Tiago Zenker - Esta é uma pergunta bastante ampla e cuja resposta completa vai além do que um Professor e Pesquisador da academia como eu consegue vislumbrar. Ainda assim, posso dizer que a logística portuária brasileira ainda é muito falha, não seguimos, por exemplo, um modelo baseado em hub ports que é a realidade no restante do mundo. Continuamos pulverizando recursos na tentativa de adaptar todos os principais terminais brasileiros às novas classes de navios de longo curso, ao invés de concentrar recursos em um ou dois portos, os hub ports, e lançar mão da cabotagem para distribuir essa carga para os demais terminais, que passariam a ser feeder ports. Claramente nos deparamos com gargalos importantes e temos perdido know how nas últimas décadas. Basta ver o caso da dragagem portuária, tínhamos empresas nacionais com equipamentos excelentes e hoje é um mercado totalmente dominado por empresas internacionais.
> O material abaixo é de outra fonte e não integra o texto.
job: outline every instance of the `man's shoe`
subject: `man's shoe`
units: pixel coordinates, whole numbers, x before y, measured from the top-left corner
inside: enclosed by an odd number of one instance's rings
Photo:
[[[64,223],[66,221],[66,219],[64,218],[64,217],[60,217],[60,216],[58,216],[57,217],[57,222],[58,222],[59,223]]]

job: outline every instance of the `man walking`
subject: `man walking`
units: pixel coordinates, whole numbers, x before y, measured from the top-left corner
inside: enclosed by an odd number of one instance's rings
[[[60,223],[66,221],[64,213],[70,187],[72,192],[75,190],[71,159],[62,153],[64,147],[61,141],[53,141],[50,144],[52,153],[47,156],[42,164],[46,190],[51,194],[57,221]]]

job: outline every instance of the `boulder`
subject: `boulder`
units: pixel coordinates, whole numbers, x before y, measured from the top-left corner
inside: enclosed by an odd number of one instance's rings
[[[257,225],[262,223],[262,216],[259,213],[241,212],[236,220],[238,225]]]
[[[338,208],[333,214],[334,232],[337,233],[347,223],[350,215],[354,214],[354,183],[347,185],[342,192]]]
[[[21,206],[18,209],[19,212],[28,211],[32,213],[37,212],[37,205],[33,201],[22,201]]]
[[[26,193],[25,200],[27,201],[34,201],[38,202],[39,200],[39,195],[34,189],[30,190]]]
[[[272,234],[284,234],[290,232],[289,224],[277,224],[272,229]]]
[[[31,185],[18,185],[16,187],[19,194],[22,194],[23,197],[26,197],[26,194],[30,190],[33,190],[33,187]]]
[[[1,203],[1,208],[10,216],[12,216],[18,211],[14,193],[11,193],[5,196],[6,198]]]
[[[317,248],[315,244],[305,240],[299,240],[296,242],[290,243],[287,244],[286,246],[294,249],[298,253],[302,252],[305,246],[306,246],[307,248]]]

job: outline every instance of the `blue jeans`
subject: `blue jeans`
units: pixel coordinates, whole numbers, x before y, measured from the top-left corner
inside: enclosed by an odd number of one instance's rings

Se por um lado esta constatação parece assustadora, por outro pode ser encarada como uma grande oportunidade de desenvolvimento, o que claramente deveria motivar os profissionais das mais diversas áreas relacionadas a operação portuária, a se especializar em questões relacionadas ao setor. Como docente, minha sugestão é a de que os profi ssionais procurem cursos de pós-graduação stricto sensu, como o que temos na Engenharia Civil da Unicamp ou mesmo os de outras universidades de renome na área, como por exemplo a USP, a UFRJ e a UFRGS. Alternativamente, os profissionais podem procurar cursos de especialização lato sensu no Brasil ou no exterior.
Como os geossintéticos podem colaborar para os avanços dessa área?
Tiago Zenker - Os geossintéticos têm se mostrado aliados muito importantes nas propostas de soluções costeiras baseadas na natureza, pois são materiais que atendem às premissas citadas anteriormente, ou seja, inerte, de alta resistência, com boa durabilidade e custo relativamente baixo. Geossintéticos como os geotubos empregados no projetopiloto de Santos permitem adicionalmente a criação de obras modulares e que dispensam a necessidade de emprego de equipamentos de grande porte no seu transporte e instalação. Por fim, esses elementos permitem que a obra de proteção tenha uma geometria adaptável, podendo, por exemplo, ser facilmente alteada ou rebaixada e, inclusive, permitindo uma fácil desmobilização na eventualidade da obra se mostrar ineficiente ou vier a causar impactos significativos em regiões adjacentes, em especial quando preenchidas com areia da própria praia. Assim, pensando nas obras costeiras e portuárias do futuro, tenho a convicção que os geossintéticos tem um potencial enorme de aplicação em substituição às tradicionais obras rígidas de enrocamento de pedras ou de concreto.